Blending elements from some of his previous works, Argento brings a cold and chilling sense of qualities that mirror his giallo work. There are moments of sheer fright like when a hairy, disfigured, and clawed hand bursts through a woman's window to tear out her throat in the opening moments of the film or one of the most excruciating turn of events when a woman finds herself trapped in a barb wired filled room with no way to get out. These are both nontraditional moments for a film about witches, almost feeling more at home in a slasher type film or modern day torture porn flick, but this re-imagining of the genre, if you will, works.

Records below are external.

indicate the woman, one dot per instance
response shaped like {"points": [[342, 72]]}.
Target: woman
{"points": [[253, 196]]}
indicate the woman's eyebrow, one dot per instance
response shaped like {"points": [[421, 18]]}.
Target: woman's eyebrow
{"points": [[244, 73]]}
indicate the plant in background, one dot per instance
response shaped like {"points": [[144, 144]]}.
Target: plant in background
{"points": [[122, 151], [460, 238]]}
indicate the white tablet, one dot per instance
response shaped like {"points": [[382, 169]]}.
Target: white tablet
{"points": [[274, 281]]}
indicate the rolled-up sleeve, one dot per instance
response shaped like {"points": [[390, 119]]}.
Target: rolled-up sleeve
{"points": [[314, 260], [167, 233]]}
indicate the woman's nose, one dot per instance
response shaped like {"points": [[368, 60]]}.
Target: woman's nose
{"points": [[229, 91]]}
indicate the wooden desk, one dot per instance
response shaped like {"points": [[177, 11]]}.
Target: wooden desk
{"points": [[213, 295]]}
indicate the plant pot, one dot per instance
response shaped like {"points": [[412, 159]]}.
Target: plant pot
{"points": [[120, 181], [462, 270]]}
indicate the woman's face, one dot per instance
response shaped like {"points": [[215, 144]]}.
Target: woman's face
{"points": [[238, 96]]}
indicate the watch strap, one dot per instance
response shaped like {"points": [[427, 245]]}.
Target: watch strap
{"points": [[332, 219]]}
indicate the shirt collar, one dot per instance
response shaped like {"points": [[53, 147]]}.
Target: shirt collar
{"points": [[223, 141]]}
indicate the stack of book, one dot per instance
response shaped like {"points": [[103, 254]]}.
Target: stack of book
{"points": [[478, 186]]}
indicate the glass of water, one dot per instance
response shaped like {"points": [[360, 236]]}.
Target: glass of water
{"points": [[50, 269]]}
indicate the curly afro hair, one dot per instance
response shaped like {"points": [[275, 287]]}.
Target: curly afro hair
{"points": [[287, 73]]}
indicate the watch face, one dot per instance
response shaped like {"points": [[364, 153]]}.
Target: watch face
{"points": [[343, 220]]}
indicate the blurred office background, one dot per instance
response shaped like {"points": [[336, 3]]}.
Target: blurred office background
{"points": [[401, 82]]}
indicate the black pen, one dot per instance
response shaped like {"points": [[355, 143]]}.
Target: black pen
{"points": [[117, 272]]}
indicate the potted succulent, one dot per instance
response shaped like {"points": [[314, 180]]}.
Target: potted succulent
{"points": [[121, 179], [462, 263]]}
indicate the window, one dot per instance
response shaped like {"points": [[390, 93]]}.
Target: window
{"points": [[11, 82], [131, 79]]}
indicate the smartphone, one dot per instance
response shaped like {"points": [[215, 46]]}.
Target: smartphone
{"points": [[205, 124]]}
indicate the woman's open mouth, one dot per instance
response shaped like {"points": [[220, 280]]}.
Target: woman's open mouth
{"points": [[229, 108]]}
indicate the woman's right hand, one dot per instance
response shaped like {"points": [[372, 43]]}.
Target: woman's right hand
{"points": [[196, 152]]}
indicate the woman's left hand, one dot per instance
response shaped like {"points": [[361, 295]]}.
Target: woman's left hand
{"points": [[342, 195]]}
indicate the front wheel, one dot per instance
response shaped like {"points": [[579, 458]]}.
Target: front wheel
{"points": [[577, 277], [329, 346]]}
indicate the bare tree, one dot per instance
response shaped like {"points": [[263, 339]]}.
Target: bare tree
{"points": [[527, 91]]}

The central element, in my opinion, that brings it all together though is the aforementioned music provided by the Italian rock band and frequent Argento collaborator, Goblin. It's probably the most haunting soundtrack that has ever come out of the horror scene, mixing whispering vocals with beautiful melodic piano tunes to create a soundscape that literally brings the imagery of witchcraft and witches to the forefront. Matching the surreal visuals sprung from Argento's mind, the music captures the perfect feel and tone of the piece, providing the linking elements from the old depictions of witchcraft to Argento's new and modern re-imagining. Suspiria really is a perfect storm of cinematic elements.

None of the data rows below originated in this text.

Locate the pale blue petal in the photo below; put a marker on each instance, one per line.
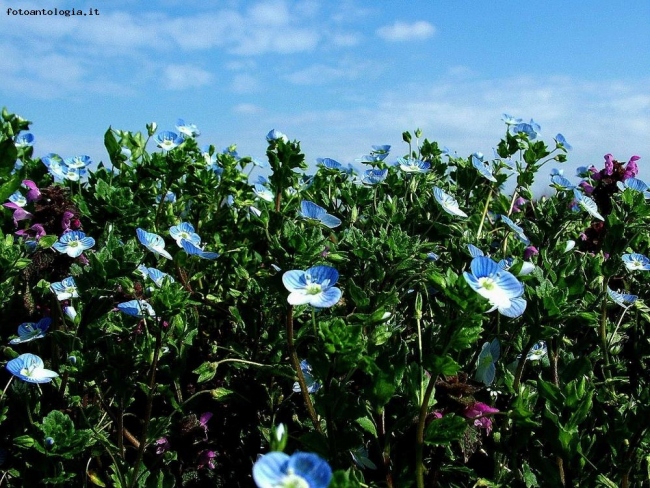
(270, 469)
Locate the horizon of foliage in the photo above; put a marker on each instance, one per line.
(167, 319)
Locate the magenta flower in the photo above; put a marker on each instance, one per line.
(631, 170)
(479, 411)
(206, 459)
(33, 193)
(609, 164)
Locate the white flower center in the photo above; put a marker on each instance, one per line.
(293, 481)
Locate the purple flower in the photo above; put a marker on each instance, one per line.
(609, 164)
(631, 170)
(529, 252)
(479, 411)
(162, 445)
(206, 459)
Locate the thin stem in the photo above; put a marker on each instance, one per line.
(301, 377)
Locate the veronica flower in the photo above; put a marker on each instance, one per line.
(30, 331)
(314, 286)
(184, 230)
(275, 135)
(24, 140)
(537, 352)
(189, 130)
(329, 163)
(153, 242)
(30, 368)
(500, 287)
(485, 168)
(168, 140)
(587, 204)
(622, 299)
(486, 369)
(561, 142)
(561, 183)
(263, 193)
(65, 289)
(374, 176)
(519, 232)
(74, 243)
(77, 162)
(136, 308)
(312, 385)
(194, 250)
(410, 165)
(301, 469)
(636, 261)
(447, 202)
(311, 211)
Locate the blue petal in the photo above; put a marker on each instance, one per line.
(327, 298)
(294, 280)
(516, 308)
(312, 468)
(270, 469)
(321, 274)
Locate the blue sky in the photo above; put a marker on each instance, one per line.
(338, 75)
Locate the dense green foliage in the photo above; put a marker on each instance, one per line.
(395, 358)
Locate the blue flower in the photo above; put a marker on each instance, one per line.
(537, 352)
(153, 242)
(78, 162)
(636, 261)
(561, 142)
(487, 359)
(30, 368)
(622, 299)
(447, 202)
(561, 183)
(189, 130)
(519, 232)
(587, 204)
(329, 163)
(184, 230)
(300, 470)
(30, 331)
(74, 243)
(311, 211)
(194, 250)
(263, 193)
(500, 287)
(312, 385)
(410, 165)
(314, 286)
(65, 289)
(374, 176)
(24, 140)
(276, 135)
(168, 140)
(486, 168)
(136, 308)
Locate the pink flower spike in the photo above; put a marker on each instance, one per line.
(34, 193)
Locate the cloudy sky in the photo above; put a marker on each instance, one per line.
(338, 75)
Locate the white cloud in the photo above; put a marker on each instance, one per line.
(402, 31)
(184, 76)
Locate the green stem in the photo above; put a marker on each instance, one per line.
(296, 366)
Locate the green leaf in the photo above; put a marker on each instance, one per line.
(445, 430)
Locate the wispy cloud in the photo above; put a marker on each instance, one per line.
(403, 31)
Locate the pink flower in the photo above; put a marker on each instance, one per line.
(631, 170)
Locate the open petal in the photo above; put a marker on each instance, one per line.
(270, 469)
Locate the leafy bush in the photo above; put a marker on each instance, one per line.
(168, 318)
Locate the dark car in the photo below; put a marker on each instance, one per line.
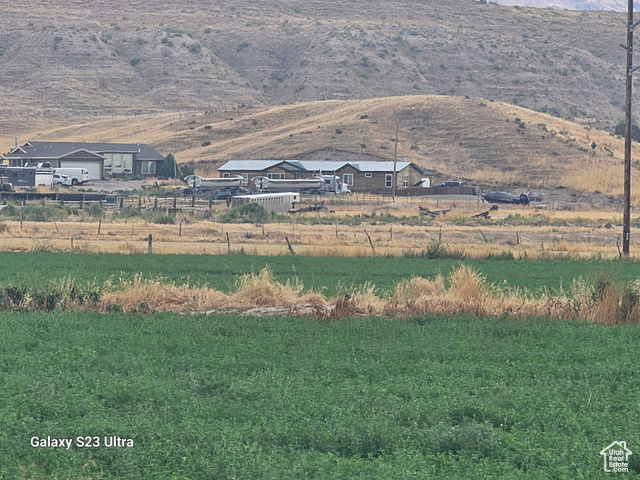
(450, 183)
(504, 197)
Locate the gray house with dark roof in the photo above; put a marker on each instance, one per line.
(102, 160)
(360, 176)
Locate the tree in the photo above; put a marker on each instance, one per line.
(186, 169)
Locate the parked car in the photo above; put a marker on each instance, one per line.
(61, 179)
(450, 183)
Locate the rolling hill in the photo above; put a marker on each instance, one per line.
(493, 144)
(108, 57)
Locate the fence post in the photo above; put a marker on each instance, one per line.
(289, 245)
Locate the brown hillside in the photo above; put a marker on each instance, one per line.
(493, 144)
(115, 56)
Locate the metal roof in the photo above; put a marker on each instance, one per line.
(47, 150)
(319, 165)
(259, 165)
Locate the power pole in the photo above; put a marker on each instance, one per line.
(626, 216)
(395, 160)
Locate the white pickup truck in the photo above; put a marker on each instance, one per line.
(77, 175)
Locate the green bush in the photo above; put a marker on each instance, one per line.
(164, 220)
(95, 210)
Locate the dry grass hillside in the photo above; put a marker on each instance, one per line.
(492, 144)
(70, 58)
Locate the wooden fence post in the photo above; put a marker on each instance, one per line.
(289, 245)
(373, 249)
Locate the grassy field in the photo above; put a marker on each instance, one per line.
(329, 275)
(226, 397)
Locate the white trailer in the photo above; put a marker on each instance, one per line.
(272, 202)
(44, 177)
(77, 175)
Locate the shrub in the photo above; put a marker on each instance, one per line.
(164, 220)
(95, 210)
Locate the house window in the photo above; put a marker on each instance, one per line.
(388, 180)
(148, 168)
(127, 163)
(108, 161)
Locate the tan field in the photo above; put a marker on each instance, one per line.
(520, 231)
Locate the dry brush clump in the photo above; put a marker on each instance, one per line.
(463, 291)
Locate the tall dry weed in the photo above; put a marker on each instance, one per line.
(264, 291)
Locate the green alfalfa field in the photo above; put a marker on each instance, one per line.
(225, 395)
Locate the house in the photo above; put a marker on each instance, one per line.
(103, 160)
(361, 176)
(277, 169)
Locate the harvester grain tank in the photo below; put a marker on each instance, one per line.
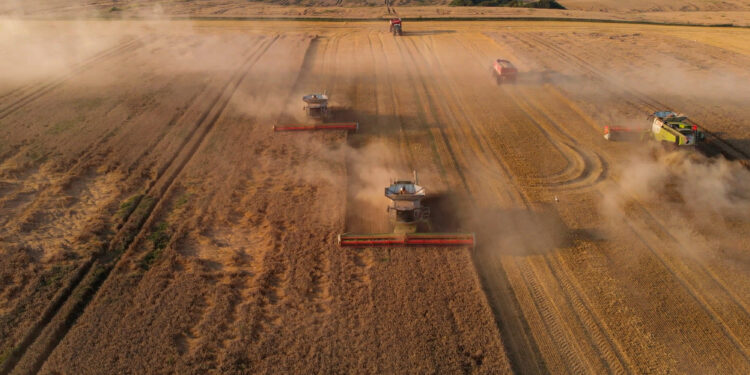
(407, 213)
(504, 71)
(666, 126)
(316, 107)
(675, 129)
(396, 27)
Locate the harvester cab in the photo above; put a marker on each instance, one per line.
(396, 27)
(406, 213)
(675, 129)
(504, 71)
(316, 107)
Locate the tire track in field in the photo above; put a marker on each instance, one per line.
(44, 88)
(487, 153)
(687, 281)
(123, 242)
(274, 263)
(730, 151)
(614, 357)
(649, 103)
(518, 333)
(440, 136)
(583, 170)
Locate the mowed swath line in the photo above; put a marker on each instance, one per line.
(692, 291)
(593, 325)
(473, 191)
(608, 342)
(46, 348)
(694, 266)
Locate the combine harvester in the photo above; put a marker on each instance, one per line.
(396, 27)
(504, 71)
(667, 127)
(406, 214)
(316, 107)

|Oh it's you. What are you so happy about? I think you better drop it!|
|The one thing about going to ballet school I never could stomach...|
All the damn witches.
Suspiria is one of the most beautifully realized horror films to ever come out of Italian cinema, let alone in the horror world as a whole. Proving that horror movies can not only stimulate a great abundance of fear in people, but also visually compel the viewer as well, Argento gave the genre a boost of credibility that fellow Italian filmmaker Mario Bava had previously done for horror. The nontraditional narrative of witchcraft within a ballet school and mixing that with a fairytale story of Alice in Wonderland proportions, have merged into a happy union of surrealistic cinematic qualities that still have the same potency today as they did during their initial release. The vibrant colors and Goblin's outstanding original soundtrack only helped to drive that notion home, that this is a film made to stand the test of time, engaging the viewer in an atmospheric world that feels wholly realized.
If you haven't seen this movie then you owe it to yourself to view it as soon as possible. It really has earned its iconic status and is every bit as enjoyable as it sounds. I highly recommend it to anyone that enjoys the surreal side of cinema, the one with a demented edge and a visually vibrant eye.